I was 42 years old at the time and ended up going through early menopause as a result of how that Lupron affected my system. It is however important to know that a woman can begin to experience menopause in late thirties and early fourties instead of early 50's. So, having a "breakdown" in one's forties can not only be due to life/work/marriage challenges, but also at a time where the hormonal levels are beginning to change making it harder to function "like one used to". It is important to keep in mind that ALL birth control drugs do affect "hormone" levels and CAN contribute to one's mental health along with changing one's "normal" hormones that contribute to one's mental health.
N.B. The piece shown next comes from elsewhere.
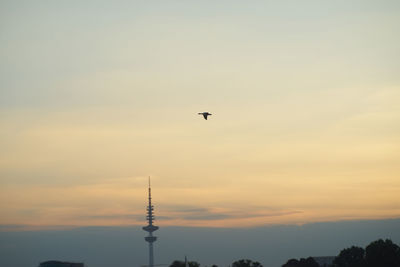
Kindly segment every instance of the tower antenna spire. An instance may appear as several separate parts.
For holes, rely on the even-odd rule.
[[[158,226],[153,225],[154,206],[151,204],[151,186],[150,186],[150,176],[149,176],[149,205],[147,206],[147,222],[148,225],[143,227],[143,230],[148,232],[149,235],[144,238],[149,243],[149,267],[154,267],[154,255],[153,255],[153,242],[157,240],[156,236],[153,236],[153,232],[158,230]]]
One of the things that challenged me was also how the endometriosis itself affected my hormone levels where instead of experiencing normal PMS, it was like I had multiple uterus's affecting my hormones every month actually increasing the PMS symptoms I suffered through. I began having horrible attacks about 4 days after my period and these attacks would hit me so bad I would get the dry heaves, be on my knees in horrible pain and horrible hot flashes until these episodes would subside, so I was completely debilitated when these attacks happened. When I went to a woman gynecologist, she would get very cross with me and tell me that I was dealing with cysts and there was NOTHING she could do. She was actually MEAN to me and dismissive when in reality she could have made it a point to listen and I could have gone through this endoscopic procedure and been treated when this challenge was not as bad as it had gotten where it spread outside my uterus and down my right leg which also had a period every time I had a period and ached just as the uterus does when one experienced their period. Endometriosis can spread to other parts of the body, including the lungs so it's nothing to dismiss.
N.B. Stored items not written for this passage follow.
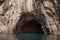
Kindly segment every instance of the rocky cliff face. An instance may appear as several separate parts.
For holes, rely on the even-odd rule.
[[[36,20],[42,25],[44,34],[60,34],[59,0],[3,0],[1,2],[1,33],[14,33],[24,22]]]

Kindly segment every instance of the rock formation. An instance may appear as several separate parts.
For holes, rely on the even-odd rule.
[[[44,34],[60,34],[59,0],[2,0],[0,3],[0,33],[14,33],[24,22],[36,20]]]

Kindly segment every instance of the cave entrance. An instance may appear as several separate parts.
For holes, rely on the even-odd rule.
[[[17,28],[17,33],[41,33],[44,34],[42,25],[36,20],[25,21]]]
[[[16,24],[15,33],[41,33],[44,34],[42,25],[37,21],[35,15],[30,12],[23,13]]]

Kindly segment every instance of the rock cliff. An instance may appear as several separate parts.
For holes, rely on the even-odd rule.
[[[60,34],[59,2],[59,0],[0,0],[0,33],[14,33],[24,22],[35,20],[42,25],[40,27],[44,34]]]

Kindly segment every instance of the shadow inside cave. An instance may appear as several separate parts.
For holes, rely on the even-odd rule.
[[[18,20],[14,33],[40,33],[44,34],[42,24],[39,23],[36,16],[30,12],[23,13]]]
[[[17,25],[14,33],[40,33],[44,34],[42,25],[36,20],[25,21],[22,25]]]

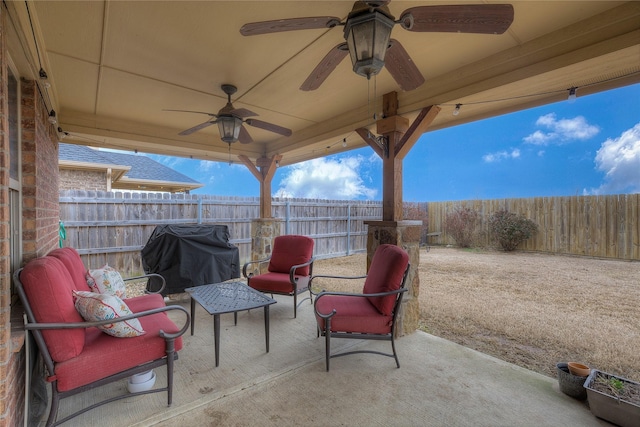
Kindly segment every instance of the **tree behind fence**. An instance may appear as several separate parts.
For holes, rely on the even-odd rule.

Unfortunately, for me the gynecologist that did finally help me did not explain to me how the Lupron implant was what created my complete breakdown. As a result I lived FEARING that I may once again suffer a breakdown out of the blue. It took a few YEARS for this side affect to finally be recognized openly instead of hiding it from patients where doctors did know but did not disclose it to patients.
Eventually, these attacks got so they did not subside and the pain was just horrible and because the endometriosis cannot be seen through an exam or even an ultrasound, I was treated like the horrible pain I was in was just me making a big deal for nothing. This contributed to my extreme discomfort with gynecological issues or even going to see ANY gynecologist. Actually, I have been treated very badly by health professionals overall to the point where I can experience debilitating flashbacks just going to a doctor and sitting in an examining room.